When I finally walked into my first adult store at 18, the necessity to be there arose out of the impossibility to remain outside the screen. Naively, I thought this would be my gateway into the glamorous world of porn. I was shocked to find that the place was a dump: makeshift magazine racks, decrepit shelves of video-cassette boxes, creepy guys wandering about, and a psychotic looking cashier, all the while being overwhelmed by the scent of urine and body odor. From the outside, I knew somewhat of what I was getting into. Marching through that door was like throwing myself into hell. I made the choice, and it was done. I hadn’t ever really struggled with porn or masturbation. The issue was morally mute. All my friends all looked at, and I did too. It was part of being a man. Yet, I knew that by going into that store, I was taking the whole fixation to another degree. I was escalating things. I did not know how I knew this, but I did. Once I made that step, I gave myself over to it. This was a strange acquiescence; I was willingly forcing porn to take form in my life. Afterwards, the illusion collapsed. My basest and most basic appetites and desires took on that lower and animalistic shape. Far removed from the glittering memory of Stratten, there was nothing lofty or glamorous here. But, I couldn’t turn away or stop. I felt trapped and enslaved. I couldn’t abandon what I believed was my only link to happiness; even though it had become sick and desperate. A year later, I would be making my first porn film.
In retrospect, that day was sort of unforgettably gross and humiliating. I showed up at a house on the outskirts of The Castro; I had met this guy a few days before at a gay bar. We were introduced by a mutual friend; I was only interested because he was small-time gay porn maker. That day, he planned on shooting a solo scene of me. The man was older, overweight, and unattractively blatant. When the camera light when on, I had a difficult time staying aroused. My debut had been a literal flop. Afterwards, we watched the footage he took. I got immediately excited, pulled down my pants, and began to masturbate while watching myself on the television. Amazed, he turned the camera back on and we did it all over again. While walking back to my friend’s apartment, I felt rather smug and proud. I thought I was a genuine porn star. Down-deep, I understood that I had had just sold my soul; not for money, but for all the praise the man had given me afterwards. Yet the closer I came to The Castro that feeling of elation dissipated and then vanished altogether; I was anxious and queasy. Suddenly, I vomited on the sidewalk. I needed another hit. When I met up with my friend, we schemed some devious plan for that night. I bragged about what I had done. The next time, I knew that I wanted to do more.

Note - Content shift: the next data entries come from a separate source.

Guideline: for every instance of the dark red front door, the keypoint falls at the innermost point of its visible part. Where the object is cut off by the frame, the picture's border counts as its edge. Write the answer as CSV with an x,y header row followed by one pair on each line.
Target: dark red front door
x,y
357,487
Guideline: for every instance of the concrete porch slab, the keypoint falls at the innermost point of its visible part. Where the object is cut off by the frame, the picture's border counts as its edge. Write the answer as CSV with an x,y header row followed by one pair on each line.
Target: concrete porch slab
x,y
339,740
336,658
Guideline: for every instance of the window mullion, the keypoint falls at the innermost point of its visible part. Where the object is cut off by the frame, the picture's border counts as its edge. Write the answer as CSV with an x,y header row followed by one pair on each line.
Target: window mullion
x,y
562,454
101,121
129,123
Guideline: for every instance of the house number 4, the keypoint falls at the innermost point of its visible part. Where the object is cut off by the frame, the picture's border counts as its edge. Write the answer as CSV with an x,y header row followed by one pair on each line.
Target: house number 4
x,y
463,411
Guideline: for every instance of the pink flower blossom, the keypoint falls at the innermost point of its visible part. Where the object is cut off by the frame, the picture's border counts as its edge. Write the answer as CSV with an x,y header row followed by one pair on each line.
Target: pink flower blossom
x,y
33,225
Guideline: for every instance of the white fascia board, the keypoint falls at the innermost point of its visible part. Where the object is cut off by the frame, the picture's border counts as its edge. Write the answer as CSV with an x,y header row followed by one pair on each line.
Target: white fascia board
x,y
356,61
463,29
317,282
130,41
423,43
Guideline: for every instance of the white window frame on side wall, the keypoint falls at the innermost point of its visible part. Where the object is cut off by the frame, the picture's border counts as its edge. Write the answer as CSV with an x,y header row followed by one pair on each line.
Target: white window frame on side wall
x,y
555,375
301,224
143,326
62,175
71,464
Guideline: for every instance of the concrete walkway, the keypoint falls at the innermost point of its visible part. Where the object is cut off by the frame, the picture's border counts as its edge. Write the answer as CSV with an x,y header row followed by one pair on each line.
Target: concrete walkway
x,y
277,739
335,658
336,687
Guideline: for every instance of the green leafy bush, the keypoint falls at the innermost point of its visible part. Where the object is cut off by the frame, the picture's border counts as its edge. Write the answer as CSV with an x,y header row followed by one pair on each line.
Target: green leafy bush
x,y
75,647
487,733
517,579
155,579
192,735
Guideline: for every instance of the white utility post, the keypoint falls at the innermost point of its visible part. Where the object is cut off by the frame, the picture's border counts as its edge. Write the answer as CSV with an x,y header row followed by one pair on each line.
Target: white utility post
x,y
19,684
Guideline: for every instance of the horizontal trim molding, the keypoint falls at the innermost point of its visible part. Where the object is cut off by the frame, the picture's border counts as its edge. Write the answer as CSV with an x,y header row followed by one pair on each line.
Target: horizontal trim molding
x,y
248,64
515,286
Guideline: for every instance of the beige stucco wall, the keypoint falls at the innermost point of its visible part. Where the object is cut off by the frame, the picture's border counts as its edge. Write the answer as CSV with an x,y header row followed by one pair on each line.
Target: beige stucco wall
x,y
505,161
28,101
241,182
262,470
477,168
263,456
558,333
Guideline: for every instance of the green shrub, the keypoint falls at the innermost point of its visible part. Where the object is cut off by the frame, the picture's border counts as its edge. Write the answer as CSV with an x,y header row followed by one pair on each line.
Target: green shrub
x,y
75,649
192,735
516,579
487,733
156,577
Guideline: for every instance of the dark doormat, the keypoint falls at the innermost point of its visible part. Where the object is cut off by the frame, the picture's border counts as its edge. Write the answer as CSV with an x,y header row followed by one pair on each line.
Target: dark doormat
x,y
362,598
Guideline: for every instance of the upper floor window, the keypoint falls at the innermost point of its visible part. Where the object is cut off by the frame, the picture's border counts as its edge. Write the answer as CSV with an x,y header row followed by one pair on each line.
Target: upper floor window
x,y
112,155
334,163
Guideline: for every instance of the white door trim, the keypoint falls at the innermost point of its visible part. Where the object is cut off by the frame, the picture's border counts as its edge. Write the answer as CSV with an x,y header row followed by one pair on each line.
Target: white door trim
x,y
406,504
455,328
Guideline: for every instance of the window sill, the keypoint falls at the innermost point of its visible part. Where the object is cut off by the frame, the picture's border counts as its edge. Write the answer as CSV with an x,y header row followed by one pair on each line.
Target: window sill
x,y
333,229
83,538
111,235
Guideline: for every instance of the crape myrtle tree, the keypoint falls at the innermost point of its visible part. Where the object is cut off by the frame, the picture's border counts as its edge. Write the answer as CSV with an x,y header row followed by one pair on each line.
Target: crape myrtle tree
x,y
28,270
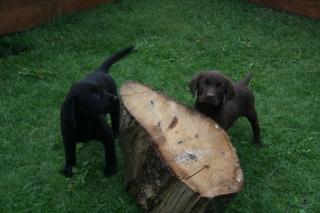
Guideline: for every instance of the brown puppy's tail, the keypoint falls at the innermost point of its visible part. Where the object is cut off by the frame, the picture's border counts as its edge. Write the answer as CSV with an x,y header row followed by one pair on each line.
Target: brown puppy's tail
x,y
114,58
246,80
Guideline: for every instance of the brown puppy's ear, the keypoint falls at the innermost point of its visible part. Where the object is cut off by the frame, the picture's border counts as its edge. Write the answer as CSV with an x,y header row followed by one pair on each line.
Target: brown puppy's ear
x,y
193,83
230,93
69,114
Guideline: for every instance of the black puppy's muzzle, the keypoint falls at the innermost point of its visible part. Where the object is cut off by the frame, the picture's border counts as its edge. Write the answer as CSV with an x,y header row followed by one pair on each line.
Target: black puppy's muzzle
x,y
210,99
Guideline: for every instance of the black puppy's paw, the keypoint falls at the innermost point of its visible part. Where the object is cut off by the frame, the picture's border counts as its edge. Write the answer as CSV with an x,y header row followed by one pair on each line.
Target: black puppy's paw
x,y
67,171
110,171
258,144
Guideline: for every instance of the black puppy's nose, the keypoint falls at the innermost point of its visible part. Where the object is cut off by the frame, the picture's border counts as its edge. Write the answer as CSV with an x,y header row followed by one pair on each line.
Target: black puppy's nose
x,y
115,98
210,95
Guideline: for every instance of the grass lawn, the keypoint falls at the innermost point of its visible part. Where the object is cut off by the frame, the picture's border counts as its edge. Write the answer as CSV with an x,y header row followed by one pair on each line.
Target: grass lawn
x,y
175,39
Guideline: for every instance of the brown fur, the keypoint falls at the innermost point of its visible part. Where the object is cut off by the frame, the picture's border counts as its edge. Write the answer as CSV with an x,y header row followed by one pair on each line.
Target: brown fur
x,y
225,101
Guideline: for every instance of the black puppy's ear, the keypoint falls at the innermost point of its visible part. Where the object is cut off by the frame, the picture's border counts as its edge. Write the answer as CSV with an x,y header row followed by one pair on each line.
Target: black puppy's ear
x,y
69,111
230,93
193,83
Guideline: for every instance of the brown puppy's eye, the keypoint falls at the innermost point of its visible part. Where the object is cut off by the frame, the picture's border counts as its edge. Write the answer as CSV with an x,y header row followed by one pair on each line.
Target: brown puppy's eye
x,y
95,96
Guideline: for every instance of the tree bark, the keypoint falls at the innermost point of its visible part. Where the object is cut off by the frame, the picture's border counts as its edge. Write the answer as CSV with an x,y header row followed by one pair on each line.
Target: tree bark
x,y
176,159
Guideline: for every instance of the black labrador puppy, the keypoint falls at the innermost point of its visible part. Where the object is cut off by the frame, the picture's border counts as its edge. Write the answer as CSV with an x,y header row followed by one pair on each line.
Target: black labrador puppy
x,y
83,114
224,101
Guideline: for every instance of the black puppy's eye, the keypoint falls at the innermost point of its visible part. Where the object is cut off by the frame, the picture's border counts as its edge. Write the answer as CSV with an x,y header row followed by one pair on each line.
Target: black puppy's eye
x,y
219,86
203,84
95,96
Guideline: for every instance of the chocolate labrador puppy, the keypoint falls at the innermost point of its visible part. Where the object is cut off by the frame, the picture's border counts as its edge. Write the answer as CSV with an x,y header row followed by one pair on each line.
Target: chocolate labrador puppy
x,y
83,114
224,101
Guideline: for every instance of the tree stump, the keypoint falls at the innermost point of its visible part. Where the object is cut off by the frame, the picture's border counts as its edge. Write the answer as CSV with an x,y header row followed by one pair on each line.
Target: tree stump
x,y
176,159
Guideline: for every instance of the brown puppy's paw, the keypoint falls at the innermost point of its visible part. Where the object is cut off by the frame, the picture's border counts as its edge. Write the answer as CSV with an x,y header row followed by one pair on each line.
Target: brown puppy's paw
x,y
110,171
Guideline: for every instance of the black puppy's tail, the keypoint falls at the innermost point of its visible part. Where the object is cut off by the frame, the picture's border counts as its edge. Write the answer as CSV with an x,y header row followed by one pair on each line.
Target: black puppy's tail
x,y
114,58
246,80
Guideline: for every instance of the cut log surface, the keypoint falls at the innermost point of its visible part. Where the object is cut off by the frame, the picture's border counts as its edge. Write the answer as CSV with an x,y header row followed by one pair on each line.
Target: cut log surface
x,y
177,160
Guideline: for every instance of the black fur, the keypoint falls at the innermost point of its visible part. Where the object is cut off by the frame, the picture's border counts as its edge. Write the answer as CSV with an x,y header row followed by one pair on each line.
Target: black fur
x,y
83,114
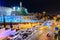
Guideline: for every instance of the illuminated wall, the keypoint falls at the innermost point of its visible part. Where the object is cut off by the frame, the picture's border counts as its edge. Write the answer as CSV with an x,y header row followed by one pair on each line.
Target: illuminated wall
x,y
16,19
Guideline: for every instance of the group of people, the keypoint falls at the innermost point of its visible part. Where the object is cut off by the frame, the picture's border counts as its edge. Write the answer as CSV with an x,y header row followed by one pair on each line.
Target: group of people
x,y
22,35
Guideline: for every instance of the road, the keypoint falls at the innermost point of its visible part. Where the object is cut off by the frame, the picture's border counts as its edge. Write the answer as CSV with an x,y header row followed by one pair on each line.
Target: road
x,y
40,35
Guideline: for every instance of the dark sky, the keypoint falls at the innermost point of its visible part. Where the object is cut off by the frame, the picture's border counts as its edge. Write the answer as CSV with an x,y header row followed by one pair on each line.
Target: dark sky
x,y
34,5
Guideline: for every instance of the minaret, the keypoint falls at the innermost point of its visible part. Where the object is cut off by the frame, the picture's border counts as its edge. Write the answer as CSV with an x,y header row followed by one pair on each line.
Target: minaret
x,y
20,4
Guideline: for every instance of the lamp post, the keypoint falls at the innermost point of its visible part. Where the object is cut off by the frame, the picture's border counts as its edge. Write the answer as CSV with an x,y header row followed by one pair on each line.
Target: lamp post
x,y
4,22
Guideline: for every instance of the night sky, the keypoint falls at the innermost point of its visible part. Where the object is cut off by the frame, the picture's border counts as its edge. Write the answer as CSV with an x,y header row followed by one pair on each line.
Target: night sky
x,y
50,6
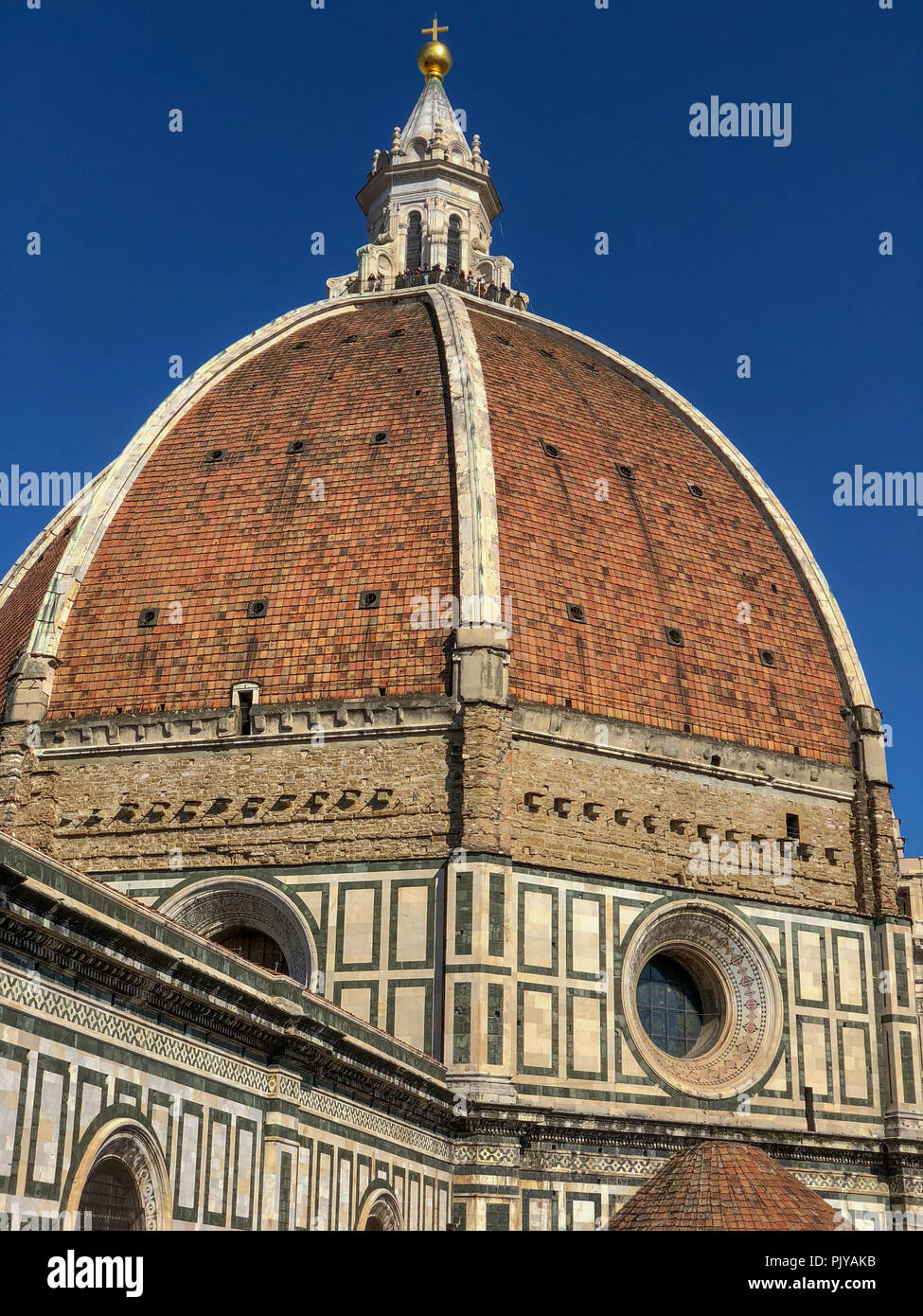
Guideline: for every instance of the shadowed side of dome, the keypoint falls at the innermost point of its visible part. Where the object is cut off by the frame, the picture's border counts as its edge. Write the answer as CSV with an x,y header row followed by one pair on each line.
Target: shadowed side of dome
x,y
693,614
20,608
724,1187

Almost 10 years later, I laid dying on a hospital gurney. That day, in order to feel anything, I wanted to be beaten within an inch of my life. But, I had grown so numb, I didn’t know I was at the edge of hell until I felt it’s hot breath on the back of my neck. Then, seemingly out of nowhere, I called to Jesus.
Author note: I wrote this neither to disturb or shock, but to warn: this is what porn ultimately leads to – hell itself.